Observer les dynamismes qui travaillent notre monde nous fait remarquer certains déplacements qui posent question par rapport à l’Eglise.
Commençons par un constat. Nous proposerons ensuite quelques critères de discernement.

A/ Un constat

Les causes sacrées mobilisent toujours les jeunes ; mais leurs engagements sont assortis de certains déplacements qui méritent attention.
Relevons-en quatre :

  • De l’adhésion à la recherche. Nous pourrions dire du discours au parcours.
    On donne plus d’importance à l’expérience qu’au dogme.
  • De l’institué au vécu.
  • De la doctrine à la spiritualité. On est plus en recherche d’un supplément d’âme que d’un credo.
  • Du notionnel à l’émotionnel.

Dans ce contexte, on doit être attentif à deux types de déplacements dans le christianisme catholique.

1) Une certaine façon nouvelle de se consacrer à l’Evangile.
On parle de "radicalisme", de "radicalité". Qu’y a-t-il sous ce mot ? C’est la recherche de Dieu qui compte avant tout, le désir de se donner pour l’Evangile, pour Jésus-Christ. Cela passe avant les procès intentés à la société, à l’Eglise ou aux institutions dans l’Eglise.
Cela entraîne un autre déplacement, celui de fuir le monde pour faire un monde autre. Sortir pour aller ailleurs sous l’influence de certains modèles qui vous donnent des raisons de vivre. On conviendra que ce n’est pas toujours très pur.

2) Un certain mouvement communautaire. Cette recherche de la communauté se fait sous le signe de l’impatience et de l’immédiateté ; avec, parfois, une recherche de tendresse, de chaleur euphorisante.

Posons-nous deux questions :

  • Le christianisme est-il un donné transmis et reçu ou est-il vécu et interprété librement ?
  • Est-ce que la dimension doxologique vécue plus intensément dans le cadre communautaire est assortie de l’autre dimension qui doit aller de pair, celle de l’engagement dans la mission ?

B/ C’est le moment de nous proposer quelques "critères d’ecclésialité".

1) L’Eglise est fondation de Dieu en l’Esprit de Jésus.
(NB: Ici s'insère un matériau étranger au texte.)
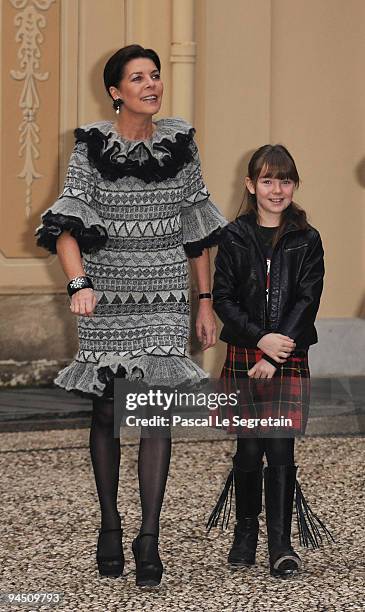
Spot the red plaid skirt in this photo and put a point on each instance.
(266, 407)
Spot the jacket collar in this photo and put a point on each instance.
(247, 222)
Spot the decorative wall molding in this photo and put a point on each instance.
(30, 23)
(183, 58)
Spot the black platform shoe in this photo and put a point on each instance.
(110, 565)
(148, 563)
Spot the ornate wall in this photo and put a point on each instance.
(244, 72)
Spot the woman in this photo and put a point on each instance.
(267, 288)
(133, 207)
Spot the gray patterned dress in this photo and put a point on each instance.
(138, 209)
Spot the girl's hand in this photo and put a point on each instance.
(83, 302)
(277, 346)
(262, 369)
(206, 328)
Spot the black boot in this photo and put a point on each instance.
(280, 485)
(248, 491)
(279, 495)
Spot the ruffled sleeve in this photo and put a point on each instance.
(201, 220)
(74, 210)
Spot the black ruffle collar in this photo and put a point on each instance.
(159, 158)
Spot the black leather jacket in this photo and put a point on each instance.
(296, 282)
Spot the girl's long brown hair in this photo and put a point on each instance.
(274, 161)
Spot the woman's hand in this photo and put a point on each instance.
(262, 369)
(277, 346)
(83, 302)
(206, 327)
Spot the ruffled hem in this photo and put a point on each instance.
(95, 379)
(156, 159)
(84, 225)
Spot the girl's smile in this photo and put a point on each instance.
(273, 196)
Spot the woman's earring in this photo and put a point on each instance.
(117, 104)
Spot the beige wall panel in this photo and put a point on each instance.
(232, 100)
(318, 102)
(29, 120)
(101, 33)
(149, 25)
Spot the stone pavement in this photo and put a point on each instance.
(50, 520)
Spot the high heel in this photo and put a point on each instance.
(148, 563)
(110, 565)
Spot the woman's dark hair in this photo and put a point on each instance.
(274, 161)
(114, 68)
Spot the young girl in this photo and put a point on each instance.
(267, 288)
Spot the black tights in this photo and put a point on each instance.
(250, 452)
(153, 466)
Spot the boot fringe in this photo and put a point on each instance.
(309, 524)
(224, 504)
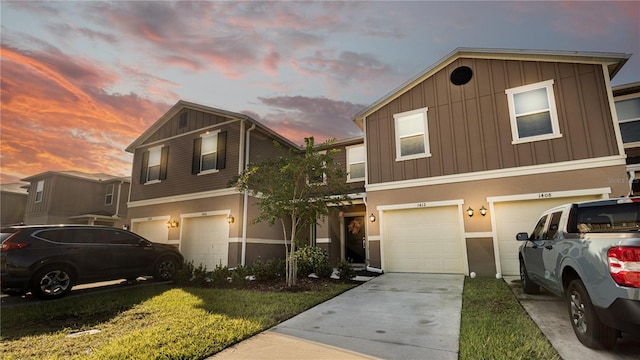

Cela signifie qu’elle n’est pas Eglise d’elle-même. Elle ne se convoque pas elle-même. Il faut donc reconnaître l’initiative de Dieu. Elle rassemble les personnes qui reconnaissent cette initiative.

2) Elle rassemble ceux qui prennent Jésus Christ comme Maître et Seigneur et qui en sont les témoins. C’est en cela qu’elle consiste.

3) Elle est cet ensemble de personnes qui tirent leurs pensées, leur doctrine, leurs attitudes de foi et de vie, de l’enseignement des Apôtres et de leurs successeurs. A leur suite, ils se savent envoyés en mission.

4) Elle porte une attention particulière à la communion fraternelle. Elle se veut communauté de frères (Actes 2, 42). Il s’agit pour eux du vivre la loi d’Amour.

Quatre critères que l’on peut formuler ainsi, de façon différente :

  • la confession de la foi
  • la communion
  • le sens de la mission
  • la reconnaissance du ministère ordonné.

Autant d’éléments qui se nouent et trouvent leur cohérence dans l’Eucharistie, moment suprême de la réalisation de l’Eglise.

DES CONCLUSIONS ET DES APPELS

  • Un parti pris de sympathie. Savoir faire abstraction de nos schémas, de nos modèles, de nos propres cadres de référence. Etre capable de nous étonner, de nous mettre à la place des autres, de nous convertir.
    Le monde d’aujourd’hui est différent de celui d’hier. Sans doute n’est-il pas meilleur. Pourquoi serait-il pire ?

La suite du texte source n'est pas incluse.